The sidecut dimensions are the measurements of each of these parts. Together with the length of your ski, they will give it more carving or freeriding characteristics. In a few words, depending on the shape of your ski, you will be able to better appreciate the terrain on which you like to ride.

 

 

The camber

One last thing is important when it comes to how a ski is designed and which, together with the materials and the dimensions, will decide the type of your ski: the camber.

 

The camber is the arch you ski makes when laid flat on the ground. To see the camber, you'll need to look at your ski's profile.

 

- It can be classic, in which only the tail and nose of your ski will be in contact with the floor. With a classic camber, once you've initiated a turn, the whole length of the edge will be carving the snow. A real pleasure when you like big turns!

 

- It can be flat: the whole length of the ski between the nose and the tai lis in contact with the snow. You will enjoy the great floatabilitly this kind of camber brings, as well as the easy turn inititation. However on hard packed snow, you might be surprised by the lack of grip of your ski. Beware.

 

- It can also be reversed (also called a "banana" camber or shape): only the centre of your ski, a little before and after the waist, will be in contact with the ground. A real gift for powder snow, very easy to maneuver in that kind of snow and with unrivaled floatability, but very difficult to ride on hard snow. A ski reserved for the "big powder days".

 

 

The rocker

This word rings a bell but you still can't figure out what it stands for? And you know for sure this is not about a musician with an electric guitar on the design of your ski… You're certainly right!

 

The rocker is an early rise of the nose or the tail. Basically, when your ski is on the ground, the nose isn't in contact with the snow, the contact point being closer to the waist.

 

You got it right, the rocker is an extra on your ski, often considered as essential by freeride enthusiasts as allows the ski to stay at the surface of the snow when riding the powder. You will appreciate it as it enhances the shock absorption characteristics of your ski and makes it easier to maneuver by reducing its contact surface with the snow.

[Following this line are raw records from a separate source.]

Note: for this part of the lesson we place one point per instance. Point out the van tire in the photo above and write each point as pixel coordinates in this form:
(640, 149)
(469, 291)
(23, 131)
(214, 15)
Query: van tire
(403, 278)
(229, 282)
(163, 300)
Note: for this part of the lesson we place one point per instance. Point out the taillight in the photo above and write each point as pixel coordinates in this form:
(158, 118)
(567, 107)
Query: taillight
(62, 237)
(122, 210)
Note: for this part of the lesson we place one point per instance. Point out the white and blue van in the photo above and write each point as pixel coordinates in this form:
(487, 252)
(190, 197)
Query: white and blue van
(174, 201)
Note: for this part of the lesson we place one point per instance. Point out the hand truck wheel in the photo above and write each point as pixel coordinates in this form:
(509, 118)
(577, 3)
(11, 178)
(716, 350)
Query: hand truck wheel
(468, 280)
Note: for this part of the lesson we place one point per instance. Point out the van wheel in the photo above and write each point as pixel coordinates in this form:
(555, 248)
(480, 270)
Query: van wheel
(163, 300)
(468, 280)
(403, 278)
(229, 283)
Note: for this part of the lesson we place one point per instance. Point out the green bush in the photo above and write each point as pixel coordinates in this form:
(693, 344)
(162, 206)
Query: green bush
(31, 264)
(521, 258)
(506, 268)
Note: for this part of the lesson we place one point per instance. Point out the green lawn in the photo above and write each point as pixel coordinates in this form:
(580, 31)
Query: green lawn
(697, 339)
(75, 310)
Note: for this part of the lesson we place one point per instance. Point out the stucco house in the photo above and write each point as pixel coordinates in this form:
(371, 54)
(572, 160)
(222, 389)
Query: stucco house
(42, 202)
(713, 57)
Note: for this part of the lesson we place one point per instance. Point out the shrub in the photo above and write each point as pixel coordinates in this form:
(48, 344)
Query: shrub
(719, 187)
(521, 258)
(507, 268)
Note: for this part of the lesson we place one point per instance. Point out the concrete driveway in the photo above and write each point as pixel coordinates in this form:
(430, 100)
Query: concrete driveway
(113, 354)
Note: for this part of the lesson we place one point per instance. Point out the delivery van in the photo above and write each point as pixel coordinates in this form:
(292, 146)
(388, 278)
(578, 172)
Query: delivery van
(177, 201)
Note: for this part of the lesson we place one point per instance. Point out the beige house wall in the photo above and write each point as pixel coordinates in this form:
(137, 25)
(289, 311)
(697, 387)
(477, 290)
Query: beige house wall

But what is gain on one side is lost on the other, so your ski will lose some of its grip. So piste or off piste, if your heart is not set, just consider getting two pairs of ski…

 

 

The combinations of the sidecut dimensions, the camber, the materials and the addition of a rocker are infinite. So to make it short, just remember this when you want to chose the ski that will suit you best: for the piste, whether you're into speed and carving or you just like to wander around, a thin waist is the key to your happiness. To charge the big powder days, your ski will need a large waist, with the extra front rocker, and an additional flat or reverse camber. And if you rather want to ski like a freestyle champion, go for a twin-tip ski (i.e a ski with a front and a back tip), essential if you want to ride switch and become the king of the snowpark.

 

Now that you know about everything on the skis secrets, all you have to do is chose your terrain and the ski that will match it, together with your expectations. Ready ? Set… GO!